As such, now may be a good time to focus on buying FTSE 100 income shares as opposed to holding cash in an ISA.
As well as a 4%+ dividend yield, the FTSE 100 offers capital growth potential. Certainly, there have been a number of risks facing the world economy that disrupted investor sentiment in 2018. However, there seems to be an improving growth outlook ahead for the global economy.
A key reason for this is the prospect of a slower-than-expected rise in US interest rates. There is currently minimal inflationary pressure in the US, which reduces its potential for an interest rate rise. Alongside this, economic data, such as jobs numbers and retail sales figures, have been mixed in recent months. This may lead to a continued low interest rate that boosts growth in the US and across the world economy.

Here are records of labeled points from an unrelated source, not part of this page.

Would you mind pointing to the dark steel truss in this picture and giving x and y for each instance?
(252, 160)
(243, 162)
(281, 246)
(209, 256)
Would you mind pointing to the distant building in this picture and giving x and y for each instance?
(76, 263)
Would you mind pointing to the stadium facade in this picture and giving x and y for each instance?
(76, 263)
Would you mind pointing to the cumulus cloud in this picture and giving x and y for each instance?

Although risks, such as a full-scale trade war and Brexit, remain in place, there are a number of growth catalysts for FTSE 100 shares. Major economies such as China and the US have impressive growth outlooks that could lead to rising levels of profitability for a number of the index’s incumbents. This could allow them to offer high capital returns, as well as impressive income outlooks.

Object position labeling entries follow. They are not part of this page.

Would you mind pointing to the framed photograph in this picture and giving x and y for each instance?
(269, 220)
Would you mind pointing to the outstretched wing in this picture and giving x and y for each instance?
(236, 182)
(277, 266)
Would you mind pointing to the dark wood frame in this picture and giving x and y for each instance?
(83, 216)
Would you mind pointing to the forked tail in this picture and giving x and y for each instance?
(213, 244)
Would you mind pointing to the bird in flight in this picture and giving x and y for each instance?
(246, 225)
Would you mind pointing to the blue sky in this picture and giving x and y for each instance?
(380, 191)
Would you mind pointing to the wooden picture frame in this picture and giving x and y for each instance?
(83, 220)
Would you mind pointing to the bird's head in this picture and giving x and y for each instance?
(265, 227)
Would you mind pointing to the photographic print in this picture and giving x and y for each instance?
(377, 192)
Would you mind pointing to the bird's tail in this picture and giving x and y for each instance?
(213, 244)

Lacklustre Cash ISA prospects
Although interest rates are expected to rise over the next few years, it is likely to take a considerable amount of time before a Cash ISA can compete with the FTSE 100 when it comes to income returns. Even then, a Cash ISA offers zero capital growth potential. For investors with a long-term view, therefore, the stock market’s total returns could be far higher than those of a Cash ISA.

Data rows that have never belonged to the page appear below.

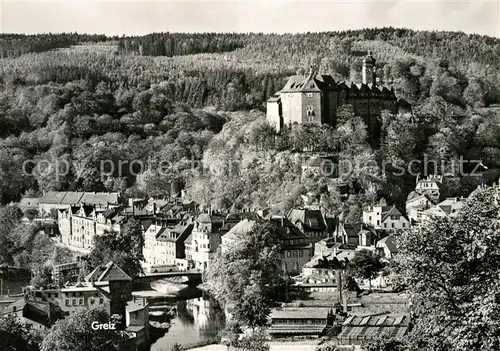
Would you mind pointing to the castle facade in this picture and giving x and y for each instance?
(316, 98)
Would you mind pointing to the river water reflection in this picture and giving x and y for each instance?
(198, 319)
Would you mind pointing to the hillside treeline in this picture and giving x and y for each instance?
(85, 106)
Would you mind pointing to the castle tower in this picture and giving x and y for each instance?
(368, 71)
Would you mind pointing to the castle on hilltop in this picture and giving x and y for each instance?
(315, 98)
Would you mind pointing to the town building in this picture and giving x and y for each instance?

Additionally, for there to be higher interest rates there may need to be inflationary pressures. This could reduce the real-terms returns of a Cash ISA even further, and make it even more difficult for savers to enjoy financial freedom in older age.
Therefore, now could be a good time to stop saving in a Cash ISA and start investing in FTSE 100 dividend shares. The index appears to offer good value for money, as well as the potential for further growth after a positive performance in 2019.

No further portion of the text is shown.